Originally published by L.S. Media. February 20th 2012.

L.S. Media Rating ****

Cast: Rupert Penry-Jones, Phil Davies, Steve Pemberton, Claire Rushbrook, Sam Stockwell, Ben Bishop, Hannah Walters, Jacqueline Roberts, Camilla Power.

The continuity announcer said before the start of the second part of the second story of Whitechapel, that some viewers may find some scenes upsetting, she might have well as ushered into the phrase, “and you’ll kick yourself for not realising who the killer is.” Such were the latent and subtle clues strewn throughout this final part that it was easy to forget the one fleeting and seemingly innocuous moment in the first episode where the murderer was revealed.
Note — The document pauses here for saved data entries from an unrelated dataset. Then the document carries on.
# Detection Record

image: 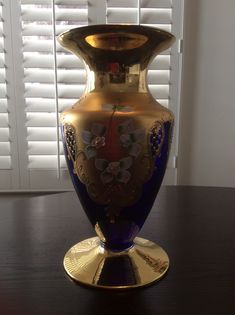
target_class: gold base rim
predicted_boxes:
[63,237,169,289]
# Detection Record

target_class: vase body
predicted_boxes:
[58,25,175,288]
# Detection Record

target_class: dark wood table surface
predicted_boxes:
[0,186,234,315]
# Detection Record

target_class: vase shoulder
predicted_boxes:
[61,92,173,124]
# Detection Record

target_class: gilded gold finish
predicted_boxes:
[58,24,175,94]
[58,25,175,289]
[85,32,148,50]
[63,237,169,289]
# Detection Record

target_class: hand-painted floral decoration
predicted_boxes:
[79,116,145,188]
[118,119,145,157]
[81,123,106,159]
[95,157,132,184]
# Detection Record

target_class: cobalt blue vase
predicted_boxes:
[58,24,175,289]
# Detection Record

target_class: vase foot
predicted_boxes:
[63,237,169,289]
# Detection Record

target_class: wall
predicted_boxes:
[178,0,235,187]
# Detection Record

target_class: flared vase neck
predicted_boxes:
[58,25,175,94]
[83,61,148,94]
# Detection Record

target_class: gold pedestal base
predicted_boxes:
[63,237,169,289]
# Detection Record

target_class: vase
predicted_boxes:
[58,24,175,289]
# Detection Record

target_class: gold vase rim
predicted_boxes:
[85,32,148,51]
[58,23,175,37]
[57,24,175,52]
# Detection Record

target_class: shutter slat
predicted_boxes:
[108,0,172,8]
[0,128,9,141]
[23,40,53,53]
[157,99,169,107]
[0,99,7,112]
[107,8,171,24]
[0,38,4,52]
[149,56,171,70]
[22,8,87,22]
[148,70,170,84]
[141,9,171,24]
[26,113,58,127]
[25,84,85,98]
[141,0,172,8]
[0,69,6,82]
[24,53,83,69]
[28,155,66,169]
[0,83,6,98]
[0,142,10,155]
[21,0,87,5]
[107,9,138,24]
[27,127,61,141]
[23,24,83,36]
[108,0,137,8]
[0,53,5,67]
[23,40,73,53]
[25,98,76,112]
[0,156,11,169]
[24,69,86,83]
[28,141,64,155]
[149,85,169,99]
[0,113,8,127]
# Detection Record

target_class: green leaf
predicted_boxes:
[102,104,115,111]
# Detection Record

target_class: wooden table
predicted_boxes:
[0,186,234,315]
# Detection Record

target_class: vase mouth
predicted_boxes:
[85,32,148,51]
[58,24,175,54]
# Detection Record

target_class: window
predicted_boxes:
[0,0,184,190]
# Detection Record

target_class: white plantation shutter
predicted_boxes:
[21,0,87,174]
[0,0,183,190]
[18,0,88,189]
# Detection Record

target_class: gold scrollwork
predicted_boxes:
[64,124,79,162]
[74,152,90,185]
[149,121,165,158]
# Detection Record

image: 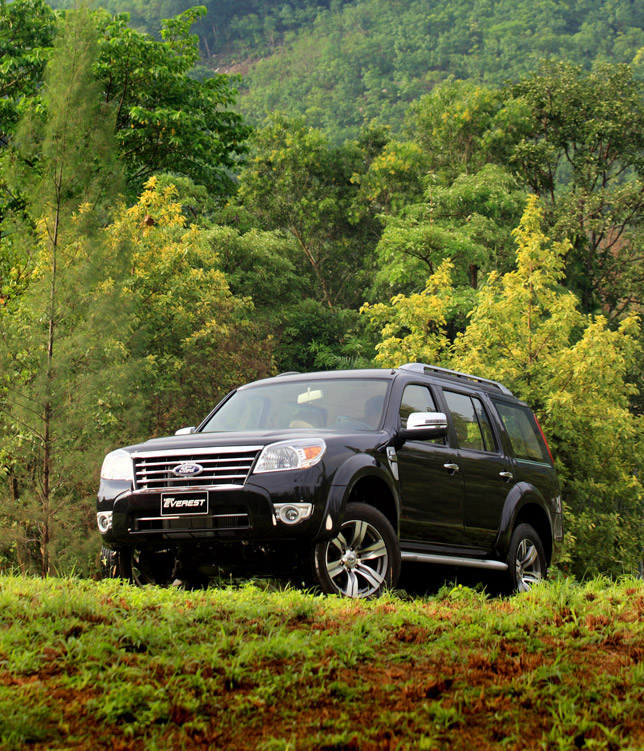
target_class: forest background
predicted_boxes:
[1,0,644,581]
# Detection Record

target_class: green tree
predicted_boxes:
[0,9,128,575]
[0,2,250,200]
[237,113,377,310]
[508,62,644,316]
[361,258,453,367]
[370,164,527,325]
[408,79,521,181]
[0,0,56,150]
[94,6,250,197]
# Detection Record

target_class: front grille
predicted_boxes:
[132,445,262,491]
[133,513,250,533]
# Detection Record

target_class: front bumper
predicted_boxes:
[98,472,331,548]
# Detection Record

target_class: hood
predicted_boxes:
[122,427,386,454]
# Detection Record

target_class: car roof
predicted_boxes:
[240,364,515,398]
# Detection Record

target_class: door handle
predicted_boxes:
[499,471,514,480]
[443,463,459,474]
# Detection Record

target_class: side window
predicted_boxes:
[494,401,550,463]
[473,399,496,452]
[399,384,437,429]
[399,384,445,444]
[443,391,496,452]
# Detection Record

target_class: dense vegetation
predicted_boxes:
[1,0,644,581]
[48,0,644,140]
[2,575,644,750]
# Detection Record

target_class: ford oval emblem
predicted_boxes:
[172,462,203,477]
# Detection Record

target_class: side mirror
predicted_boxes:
[175,426,196,435]
[399,412,448,441]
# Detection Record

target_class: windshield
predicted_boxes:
[201,378,390,433]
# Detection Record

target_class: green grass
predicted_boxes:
[1,575,644,750]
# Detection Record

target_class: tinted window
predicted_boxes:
[443,391,496,452]
[495,402,550,463]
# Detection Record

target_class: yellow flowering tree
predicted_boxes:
[106,178,274,437]
[366,196,644,576]
[361,259,453,368]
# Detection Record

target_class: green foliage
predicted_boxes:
[237,113,378,311]
[362,259,454,368]
[210,225,304,313]
[233,0,644,141]
[372,165,527,301]
[0,8,128,576]
[0,0,57,236]
[507,61,644,315]
[408,79,521,181]
[368,197,644,576]
[0,0,56,146]
[94,5,250,197]
[105,178,275,436]
[0,1,250,199]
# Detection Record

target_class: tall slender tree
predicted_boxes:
[0,9,127,575]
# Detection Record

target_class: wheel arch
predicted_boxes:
[322,455,399,539]
[495,483,554,565]
[345,474,398,535]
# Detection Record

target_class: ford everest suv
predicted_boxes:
[97,364,563,597]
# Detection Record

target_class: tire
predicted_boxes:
[313,502,401,598]
[118,546,176,587]
[100,546,120,579]
[505,523,546,593]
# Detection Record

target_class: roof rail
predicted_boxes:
[275,371,301,377]
[399,363,514,397]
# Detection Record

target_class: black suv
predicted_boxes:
[97,364,562,597]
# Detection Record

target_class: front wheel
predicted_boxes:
[313,502,401,598]
[118,546,176,586]
[100,546,120,579]
[505,523,546,593]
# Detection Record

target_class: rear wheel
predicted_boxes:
[313,502,400,598]
[505,523,546,593]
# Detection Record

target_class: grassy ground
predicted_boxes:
[1,574,643,750]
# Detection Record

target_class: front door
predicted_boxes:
[396,384,465,545]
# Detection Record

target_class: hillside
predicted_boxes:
[46,0,644,140]
[2,575,644,749]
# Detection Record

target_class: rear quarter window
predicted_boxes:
[494,401,550,463]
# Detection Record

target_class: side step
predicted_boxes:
[401,551,508,571]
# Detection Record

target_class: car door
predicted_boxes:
[396,383,465,545]
[440,389,515,549]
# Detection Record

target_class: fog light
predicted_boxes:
[97,511,113,534]
[274,502,313,526]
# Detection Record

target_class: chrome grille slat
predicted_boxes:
[132,446,261,490]
[136,466,252,477]
[136,457,256,469]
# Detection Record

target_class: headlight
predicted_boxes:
[101,449,133,482]
[254,439,326,473]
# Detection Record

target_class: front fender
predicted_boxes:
[315,452,399,541]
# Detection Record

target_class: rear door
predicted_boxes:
[490,397,559,511]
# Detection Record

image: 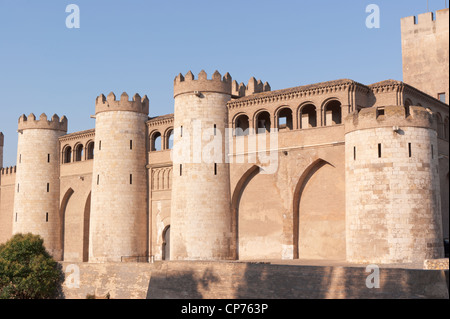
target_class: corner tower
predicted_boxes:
[345,105,444,263]
[13,113,68,260]
[89,92,149,262]
[170,70,236,260]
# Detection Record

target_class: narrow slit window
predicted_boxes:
[180,164,182,176]
[378,144,382,158]
[19,154,21,164]
[47,183,50,192]
[181,126,183,137]
[48,154,50,163]
[46,212,48,223]
[214,163,217,175]
[97,175,100,185]
[17,184,19,193]
[15,213,17,222]
[353,146,356,160]
[214,124,217,136]
[99,141,102,150]
[431,145,434,159]
[130,174,133,185]
[130,140,133,150]
[408,143,412,158]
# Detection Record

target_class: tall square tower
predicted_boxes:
[401,8,449,104]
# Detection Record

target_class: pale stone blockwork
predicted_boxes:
[0,10,448,268]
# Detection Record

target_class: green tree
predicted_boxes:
[0,233,63,299]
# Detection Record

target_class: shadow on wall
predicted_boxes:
[145,262,449,299]
[146,265,220,299]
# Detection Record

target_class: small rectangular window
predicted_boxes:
[214,124,217,136]
[99,141,102,150]
[438,93,446,103]
[376,107,385,118]
[408,143,412,157]
[378,143,382,158]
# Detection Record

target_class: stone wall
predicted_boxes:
[13,116,67,260]
[59,261,449,299]
[401,9,449,104]
[345,106,444,263]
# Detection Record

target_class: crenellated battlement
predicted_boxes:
[173,70,232,98]
[232,77,271,97]
[345,105,435,134]
[401,8,449,33]
[18,113,68,132]
[1,166,16,176]
[95,92,149,115]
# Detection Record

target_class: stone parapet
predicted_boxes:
[173,70,232,98]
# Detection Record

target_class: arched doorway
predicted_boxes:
[293,159,345,260]
[233,166,284,260]
[162,225,170,260]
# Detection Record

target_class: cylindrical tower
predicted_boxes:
[345,105,444,264]
[13,113,68,260]
[89,92,149,262]
[170,70,235,260]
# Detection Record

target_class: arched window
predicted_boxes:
[86,141,94,160]
[256,111,271,134]
[235,114,250,136]
[324,100,342,126]
[277,108,293,130]
[300,104,317,128]
[74,144,83,162]
[404,99,412,117]
[166,129,174,149]
[162,225,170,261]
[63,146,72,164]
[151,131,162,151]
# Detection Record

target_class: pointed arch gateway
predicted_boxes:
[293,159,346,260]
[60,188,91,262]
[232,165,286,260]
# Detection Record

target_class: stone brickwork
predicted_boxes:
[13,114,67,260]
[0,9,448,268]
[0,166,15,244]
[424,258,449,270]
[89,93,149,262]
[345,106,444,264]
[171,71,235,260]
[59,261,449,299]
[401,9,449,104]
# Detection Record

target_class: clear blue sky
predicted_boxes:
[0,0,447,166]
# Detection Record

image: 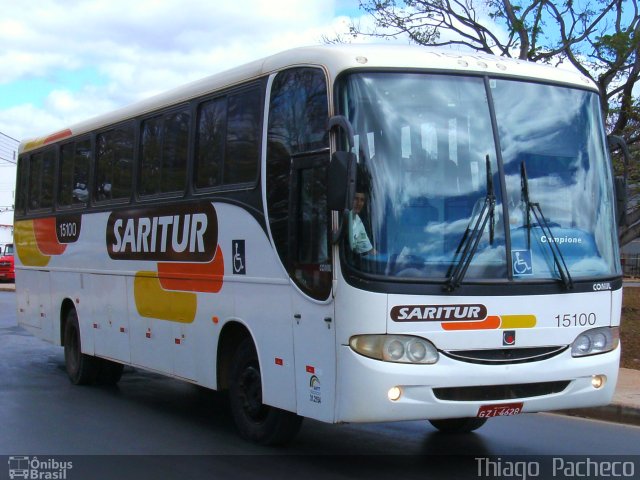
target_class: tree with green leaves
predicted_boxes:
[343,0,640,244]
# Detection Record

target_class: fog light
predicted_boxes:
[388,386,402,401]
[592,375,606,389]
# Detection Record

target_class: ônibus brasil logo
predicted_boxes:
[8,456,73,479]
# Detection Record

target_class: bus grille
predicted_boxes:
[433,380,570,402]
[442,346,567,365]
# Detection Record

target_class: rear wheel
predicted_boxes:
[429,417,487,433]
[63,308,100,385]
[229,338,303,445]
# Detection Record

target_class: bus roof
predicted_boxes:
[19,44,596,153]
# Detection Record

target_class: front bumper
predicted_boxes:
[335,344,620,423]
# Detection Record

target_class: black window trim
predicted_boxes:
[192,80,265,195]
[93,120,136,207]
[56,135,93,211]
[26,147,57,214]
[137,103,192,201]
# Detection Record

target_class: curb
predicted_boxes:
[556,405,640,427]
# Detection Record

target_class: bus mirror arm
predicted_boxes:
[332,212,348,245]
[328,115,355,152]
[608,135,631,227]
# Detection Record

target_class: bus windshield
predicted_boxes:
[338,72,620,284]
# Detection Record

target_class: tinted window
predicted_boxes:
[225,88,261,184]
[140,109,190,196]
[28,149,55,211]
[290,159,332,300]
[266,68,329,274]
[140,115,163,196]
[195,97,226,189]
[59,139,90,207]
[268,68,329,154]
[15,154,27,215]
[95,124,134,202]
[194,86,261,190]
[162,110,189,193]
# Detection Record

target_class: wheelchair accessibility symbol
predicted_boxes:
[232,240,246,275]
[512,250,533,276]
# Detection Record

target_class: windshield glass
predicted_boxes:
[493,80,620,281]
[338,72,619,283]
[339,73,505,281]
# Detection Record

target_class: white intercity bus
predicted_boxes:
[14,45,623,445]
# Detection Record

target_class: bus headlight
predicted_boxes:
[350,335,439,364]
[571,327,619,357]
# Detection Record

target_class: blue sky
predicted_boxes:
[0,67,107,110]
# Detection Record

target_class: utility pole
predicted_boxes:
[0,132,18,237]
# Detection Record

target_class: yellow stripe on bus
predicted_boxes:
[500,314,537,329]
[134,271,197,324]
[14,220,51,267]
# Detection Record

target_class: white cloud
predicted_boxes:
[0,0,362,141]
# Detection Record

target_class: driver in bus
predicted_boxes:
[350,189,376,255]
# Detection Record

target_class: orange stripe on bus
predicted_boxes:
[157,245,224,293]
[43,129,73,145]
[441,315,501,331]
[33,217,66,255]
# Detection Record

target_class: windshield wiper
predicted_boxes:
[520,161,573,290]
[445,155,496,292]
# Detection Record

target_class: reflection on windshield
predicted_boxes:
[338,72,620,283]
[339,73,505,280]
[493,80,619,281]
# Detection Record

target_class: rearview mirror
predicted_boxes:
[328,151,357,212]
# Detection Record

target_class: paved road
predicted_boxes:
[1,291,639,479]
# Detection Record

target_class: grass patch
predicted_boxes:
[621,287,640,369]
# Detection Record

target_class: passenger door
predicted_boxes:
[289,154,336,422]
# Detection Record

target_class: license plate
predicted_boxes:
[477,402,524,418]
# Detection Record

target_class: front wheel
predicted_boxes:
[429,417,487,433]
[229,338,303,445]
[63,308,100,385]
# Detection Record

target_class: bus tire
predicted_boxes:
[428,417,487,433]
[96,359,124,386]
[63,308,100,385]
[229,338,303,445]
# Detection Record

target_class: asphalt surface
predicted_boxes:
[1,288,639,480]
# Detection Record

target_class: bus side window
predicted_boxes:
[95,124,134,202]
[140,109,190,196]
[15,154,27,215]
[225,88,260,185]
[28,148,55,212]
[266,67,329,296]
[290,159,332,300]
[59,139,90,208]
[195,97,226,189]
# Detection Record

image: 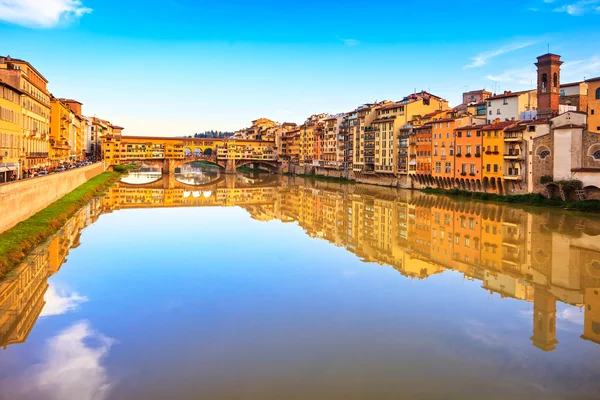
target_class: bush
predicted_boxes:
[540,175,553,184]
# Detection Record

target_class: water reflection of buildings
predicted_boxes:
[2,176,600,352]
[103,176,600,351]
[0,199,104,350]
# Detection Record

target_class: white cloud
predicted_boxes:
[464,41,537,69]
[13,321,116,400]
[342,38,360,47]
[562,56,600,81]
[486,67,537,85]
[554,0,600,15]
[0,0,92,28]
[40,285,89,317]
[556,308,584,325]
[486,55,600,86]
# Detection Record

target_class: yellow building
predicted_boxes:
[0,56,51,173]
[587,77,600,133]
[361,92,449,174]
[61,99,86,160]
[49,97,72,165]
[89,117,113,160]
[0,80,22,182]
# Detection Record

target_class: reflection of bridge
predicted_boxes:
[102,135,282,174]
[118,172,280,191]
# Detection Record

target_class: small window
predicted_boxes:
[540,150,551,159]
[596,88,600,100]
[593,149,600,160]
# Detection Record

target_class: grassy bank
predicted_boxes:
[420,187,600,214]
[292,173,356,184]
[237,165,271,173]
[113,163,140,173]
[0,172,119,277]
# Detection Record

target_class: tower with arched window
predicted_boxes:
[535,53,563,120]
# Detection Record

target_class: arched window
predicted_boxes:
[540,150,551,159]
[596,87,600,100]
[593,149,600,160]
[541,73,548,92]
[553,72,558,88]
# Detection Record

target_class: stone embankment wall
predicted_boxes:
[0,163,105,234]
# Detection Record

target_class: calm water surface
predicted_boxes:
[1,172,600,400]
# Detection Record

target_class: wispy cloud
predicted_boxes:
[486,67,537,85]
[553,0,600,15]
[40,285,89,317]
[486,55,600,85]
[341,38,360,47]
[463,41,537,69]
[11,321,116,400]
[0,0,92,28]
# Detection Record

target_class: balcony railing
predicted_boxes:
[504,149,523,159]
[503,172,523,180]
[504,132,523,141]
[364,134,376,141]
[26,152,49,158]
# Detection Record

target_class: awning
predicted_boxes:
[0,167,8,172]
[5,166,18,171]
[409,159,417,165]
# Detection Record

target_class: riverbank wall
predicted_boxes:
[0,163,105,234]
[281,162,417,187]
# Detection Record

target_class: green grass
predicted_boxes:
[294,173,356,184]
[420,187,600,213]
[0,172,119,277]
[237,165,271,173]
[113,164,140,173]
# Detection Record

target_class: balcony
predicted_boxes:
[503,149,523,159]
[364,143,375,149]
[364,134,376,141]
[364,127,379,134]
[504,132,523,142]
[503,172,523,180]
[27,152,49,158]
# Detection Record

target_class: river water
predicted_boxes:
[1,172,600,400]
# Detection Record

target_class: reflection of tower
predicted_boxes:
[530,288,559,351]
[581,288,600,345]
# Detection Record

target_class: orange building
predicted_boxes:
[452,206,482,267]
[430,201,455,269]
[431,116,471,186]
[415,124,432,177]
[454,125,484,188]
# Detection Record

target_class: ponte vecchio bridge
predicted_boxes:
[102,135,281,174]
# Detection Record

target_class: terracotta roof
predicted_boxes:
[423,110,445,118]
[479,121,516,130]
[487,90,534,100]
[504,124,527,132]
[378,103,403,111]
[454,125,483,131]
[553,123,586,130]
[0,55,49,83]
[584,76,600,83]
[59,98,82,105]
[560,81,584,88]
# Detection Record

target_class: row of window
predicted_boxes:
[0,106,20,124]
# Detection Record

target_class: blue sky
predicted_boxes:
[0,0,599,136]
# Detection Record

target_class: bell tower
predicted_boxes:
[530,288,559,351]
[535,53,563,120]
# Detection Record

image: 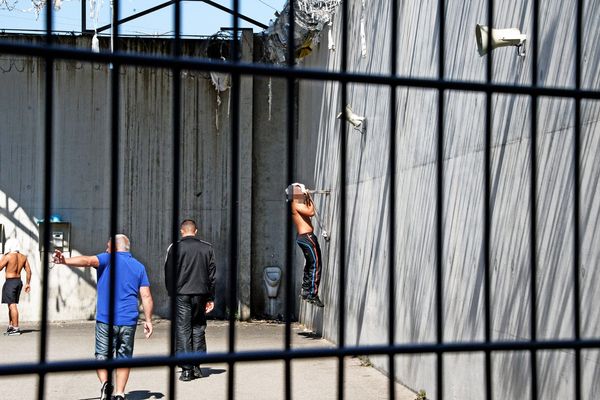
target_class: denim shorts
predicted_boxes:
[95,322,137,360]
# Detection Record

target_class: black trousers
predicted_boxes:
[296,233,322,297]
[175,294,208,371]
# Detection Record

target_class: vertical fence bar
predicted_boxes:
[529,0,539,398]
[169,0,183,398]
[285,1,296,398]
[228,1,241,399]
[37,2,54,398]
[572,0,583,398]
[388,0,399,399]
[107,0,121,396]
[81,0,87,33]
[484,0,494,398]
[337,0,349,399]
[436,0,445,398]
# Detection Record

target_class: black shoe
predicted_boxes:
[5,327,20,336]
[112,396,125,400]
[193,366,204,378]
[307,296,324,307]
[100,382,113,400]
[179,369,196,382]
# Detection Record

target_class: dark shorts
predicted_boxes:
[2,278,23,304]
[95,322,137,360]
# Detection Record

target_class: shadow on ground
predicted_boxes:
[297,331,322,340]
[78,390,166,400]
[2,328,40,336]
[126,390,166,400]
[199,367,226,377]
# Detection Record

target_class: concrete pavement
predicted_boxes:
[0,320,417,400]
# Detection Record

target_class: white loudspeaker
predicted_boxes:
[336,104,366,129]
[475,24,527,57]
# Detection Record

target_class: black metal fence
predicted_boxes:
[0,0,599,399]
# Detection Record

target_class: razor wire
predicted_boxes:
[263,0,341,64]
[0,0,63,16]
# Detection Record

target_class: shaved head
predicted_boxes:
[180,219,198,237]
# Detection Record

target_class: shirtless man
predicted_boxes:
[0,238,31,336]
[288,183,324,307]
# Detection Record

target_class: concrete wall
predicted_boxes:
[250,75,297,319]
[0,36,240,320]
[295,0,600,398]
[0,35,295,323]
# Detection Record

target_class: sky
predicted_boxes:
[0,0,286,36]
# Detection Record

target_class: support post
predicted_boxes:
[238,28,254,321]
[81,0,86,33]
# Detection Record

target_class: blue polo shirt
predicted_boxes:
[96,252,150,326]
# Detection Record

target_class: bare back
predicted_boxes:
[1,253,28,279]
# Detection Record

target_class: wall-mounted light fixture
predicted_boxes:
[475,24,527,57]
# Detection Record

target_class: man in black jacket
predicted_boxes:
[164,219,216,381]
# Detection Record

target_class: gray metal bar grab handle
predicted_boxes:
[312,202,330,242]
[306,189,331,195]
[306,190,331,242]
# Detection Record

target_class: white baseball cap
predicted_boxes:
[291,182,307,193]
[4,238,20,253]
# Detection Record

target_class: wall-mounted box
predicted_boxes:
[38,222,71,253]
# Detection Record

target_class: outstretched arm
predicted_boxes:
[24,258,31,293]
[53,250,99,268]
[140,286,154,338]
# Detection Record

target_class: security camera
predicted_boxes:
[337,104,366,129]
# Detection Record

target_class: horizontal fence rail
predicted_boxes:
[0,41,598,99]
[0,339,599,377]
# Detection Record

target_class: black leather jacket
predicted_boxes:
[164,236,216,300]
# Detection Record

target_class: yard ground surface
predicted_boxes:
[0,320,417,400]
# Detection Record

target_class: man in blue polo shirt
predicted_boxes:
[54,234,154,400]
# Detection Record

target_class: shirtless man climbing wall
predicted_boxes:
[288,183,324,307]
[0,239,31,336]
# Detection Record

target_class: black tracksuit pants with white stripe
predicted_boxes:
[296,232,322,298]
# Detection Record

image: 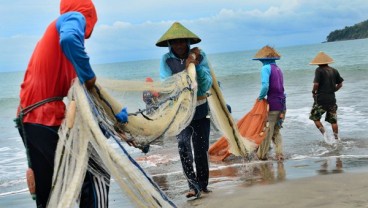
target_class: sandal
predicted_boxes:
[186,189,201,198]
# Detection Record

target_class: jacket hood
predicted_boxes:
[60,0,97,39]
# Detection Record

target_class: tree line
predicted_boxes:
[327,19,368,42]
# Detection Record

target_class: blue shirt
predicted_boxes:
[56,12,95,84]
[159,48,212,96]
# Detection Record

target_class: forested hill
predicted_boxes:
[326,19,368,42]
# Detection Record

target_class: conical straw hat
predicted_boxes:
[309,51,334,65]
[156,22,201,47]
[253,45,281,60]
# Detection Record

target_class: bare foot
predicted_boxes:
[186,189,201,198]
[276,153,284,161]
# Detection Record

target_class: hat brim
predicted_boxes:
[156,38,201,47]
[156,22,201,47]
[309,61,334,65]
[252,57,280,61]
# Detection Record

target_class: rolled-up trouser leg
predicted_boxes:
[257,111,280,159]
[272,124,283,155]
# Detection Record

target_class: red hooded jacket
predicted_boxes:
[18,0,97,126]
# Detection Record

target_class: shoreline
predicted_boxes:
[2,171,367,208]
[1,156,368,207]
[2,141,367,206]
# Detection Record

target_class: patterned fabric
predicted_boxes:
[309,102,338,124]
Whitechapel certainly dares to do what other detective dramas have failed to do over a consistently long period of time and that’s to show that the police in respects to the everyday are as human and as fallible as the rest of us. There are no easy answers, no clever moments where a U-turn can leave the viewer wondering painfully, a frown buried under perplexed thought and left scratching their heads and wondering where the vital clue was seen. In this drama, there are major missed turns, evidence left untouched because of their seeming lack of importance and in the thick of it all, an Inspector who is a flawed and neurotic, cleanliness obsessed as the rest of us.

In the three series of Whitechapel, Rupert Penry-Jones has been a constant joy to watch in comparison to his rather irritating portrayal of M.I.5 section leader Adam Carter in the B.B.C. drama Spooks. It’s arguably his best part on television since appearing in Russell T. Davies’s production of Casanova alongside David Tennant.

The main drama of this episode centres not only on the gruesome killings but also into the relationship between Penry-Jones’s D.I. Joseph Chandler and Phil Davies’s much put upon Detective Sargent. If ever there was a more likeable yet completely and utterly disconsolate policeman then Phil Davies tops the tree perfectly. There is no Northern refinement of Lewis, Morse’s long suffering sidekick; there is scant evidence that left to his own devises he would be as ineffective as the policemen who litter the pages of Agatha Christie. This is a policeman with a family who make demands on his time just as much as the hunt for a murderer in the East-End of London does.

This well written series only has one more two-part story to go and it will be a shame to say goodbye, hopefully not for long, to an absorbing television detective drama. It can only be hoped that the final story is just as creepy and just as enthralling!